Lukisanmu nggak ada pantainya.”
“Kata
siapa?”
“Iya, tapi
mana ada pantai berwarna ungu?” Rara teringat dengan salah satu lukisan Safran.
“Namanya
juga abstrak. Wajar kalau sepintas memang terlihat aneh, tapi coba deh, kamu
resapi, rasakan kamu larut di antara kerumitan warna-warna itu, kamu pasti akan
menemukan keindahannya.”
“Iya deh!
Lagian cuma bercanda, kok. Lukisan kamu bagus, buktinya, mulai diminati.”
Safran
tersenyum dengan lagak menyombongkan diri. Rara senyum-senyum saja dibuatnya.
“Dan kabar
baiknya, tadi pagi lukisan kamu terjual lagi, langsung tiga sekaligus.”
“Haa?”
Safran tercengang mendengar kalimat Rara. “Serius?” lanjutnya dengan mata
berbinar-binar.
Rara
mengangguk di balik senyumnya.
“Kamu
senang?”
“Bukan
senang lagi, Ra, ini luar biasa,” ucap Fahran kegirangan.
“Nah, untuk
merayakannya, Papa mengundang kamu makan malam di rumah.”
“Makan
malam? Di rumah kamu?” raut wajah Safran mendadak berubah.
“Iya, ini
idenya Papa.”
“Apa itu
tidak berlebihan, Ra?”
“Berlebihan
bagaimana? Papa pasti kecewa kalau kamu tidak datang.”
Safran
merasa Pak Bagas sudah sangat baik terhadapnya selama ini. Ia sangat sungkan.
---
Mereka
hanya duduk bertiga di meja makan itu. Malam ini Rara terlihat sangat cantik,
Safran tak henti meliriknya. Seusai makan malam, obrolan hangat berlanjut ke
ruang tengah. Pak Bagas banyak bercerita bagaimana secara tidak langsung ia
merintis usaha galerinya.
“Pa, aku
boleh ngajak Safran main ke kamar? Aku mau nunjukin koleksiku.”
“Boleh
sayang!”
“Emang
nggak apa-apa, Pak?” Safran menoleh ke arah Pak Bagas, ia merasa kurang sopan
jika harus masuk ke kamar Rara.
Pak Bagas
hanya tersenyum, mengiyakan.
Kamar Rara
dipenuhi ornamen berbau surfing. Ada
sebuah lemari kaca yang besar, dan didalamnya berjejer rapi berbagai jenis
papan selancar. Rara menunjukkan kumpulan artikel dari berbagai majalah yang
memuat berita dirinya. ‘Gadis Pengendali
Ombak’, demikian salah satu judul artikel yang kini sementara dibaca
Safran. Dari situ, Safran tahu, bahwa dulunya Rara seorang surfer profesional, bahkan mendapat julukan ‘pengendali ombak’.
“Lalu,
sekarang kenapa seperti ini, Ra?” Suara Safran sendu.
“Di mata Tuhan,
ini yang terbaik buat aku.” Hanya seperti itu Rara menjawab pertanyaan Safran.
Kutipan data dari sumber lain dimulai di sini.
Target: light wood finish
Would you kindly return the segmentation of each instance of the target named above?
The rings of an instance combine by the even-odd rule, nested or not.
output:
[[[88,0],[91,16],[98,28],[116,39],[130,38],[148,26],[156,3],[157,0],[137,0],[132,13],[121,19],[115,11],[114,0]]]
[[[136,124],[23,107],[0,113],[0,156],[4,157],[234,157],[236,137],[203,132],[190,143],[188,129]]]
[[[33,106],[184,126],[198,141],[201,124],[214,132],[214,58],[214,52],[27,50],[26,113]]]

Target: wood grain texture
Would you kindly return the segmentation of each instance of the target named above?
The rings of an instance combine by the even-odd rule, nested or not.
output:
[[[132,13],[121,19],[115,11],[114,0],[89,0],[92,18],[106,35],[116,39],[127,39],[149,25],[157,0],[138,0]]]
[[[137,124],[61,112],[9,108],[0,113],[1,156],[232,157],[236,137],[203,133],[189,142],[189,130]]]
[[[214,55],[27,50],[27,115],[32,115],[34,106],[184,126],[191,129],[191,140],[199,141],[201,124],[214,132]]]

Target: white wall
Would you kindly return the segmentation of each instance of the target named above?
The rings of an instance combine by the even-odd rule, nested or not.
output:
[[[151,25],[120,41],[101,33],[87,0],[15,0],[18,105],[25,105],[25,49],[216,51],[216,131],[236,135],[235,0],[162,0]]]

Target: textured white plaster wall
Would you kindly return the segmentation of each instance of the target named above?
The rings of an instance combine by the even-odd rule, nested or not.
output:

Kemudian ia akan berlindung di balik senyum tegarnya, yang di mata Safran tak
lebih dari senyum palsu.
---
Dengan
langkah cepat, sedari tadi Safran mengitari galeri, kemana Rara? Kenapa dari
tadi dia tidak kelihatan? Safran mulai gelisah.
“Rara masuk
rumah sakit.” Demikian kalimat singkat Pak Bagas yang seketika menyengat
sekujur tubuh Safran.
“Apa?
Kenapa?” Safran tersentak.
“Leukimia.”
Suara Pak Bagas bergetar, air matanya tumpah begitu saja.
Segenap
kosakata sperti lenyap dari benak Safran. Bagaimana mungkin? Rara yang selama
ini begitu periang ternyata mengidap leukimia.
“Di balik
sikap riangnya, ia berusaha meyakinkan semua orang bahwa ia baik-baik saja. Ia
menolak untuk kemoterapi, ia tidak ingin mati dalam kondisi menyedihkan. Ia
mencintaimu bahkan sebelum bertemu kamu. Sejak saya menceritakan kemuliaan hatimu
ketika saya tidak sengaja menabrak lapak kamu waktu itu, ia selalu penasaran
dengan sosokmu. Karena hal itu, ia begitu gencar memasarkan lukisan-lukisan
kamu di internet, hingga mampu menarik pembeli dari luar negeri. Semua lukisan
kamu yang terjual berkat kegigihannya. Bahkan, ia tidak peduli dengan
kondisinya yang semakin lemah.” Pak Bagas bercerita di sela isak tangisnya.
Safran
terenyuh, akal sehatnya belum mampu mencerna semua ini. Bagaimana seorang surfer akhirnya dilumpuhkan oleh
leukimia, dan bagaimana gadis di atas
kursi roda tiba-tiba mengisi relung hatinya. Dan sekarang bagaimana? Apakah
harus berakhir bahkan sebelum dimulai? Safran serasa ingin berontak.
---
Safran
membawa Rara ke pantai. Rara bersikeras, ia tidak ingin meninggal di rumah sakit,
begitu katanya ketika berbisik di telinga Safran.
“Safran,
aku ingin kamu melukisku bersama pantai ini. Aku ingin berada di antara ombak itu
untuk yang terakhir kalinya,” ucap Rara di sela tarikan napasnya yang sesak.
Dengan
tangis yang tertahan, Safran langsung mengabulkan permintaan Rara. Hanya berupa
sketsa, karena hanya sebatang pensil yang Safran punya sekarang. Safran
menambahkan sepasang sayap untuk Rara di sketsa itu, agar ia tetap kuat melawan
ombak, meskipun kedua kakinya semakin lemah.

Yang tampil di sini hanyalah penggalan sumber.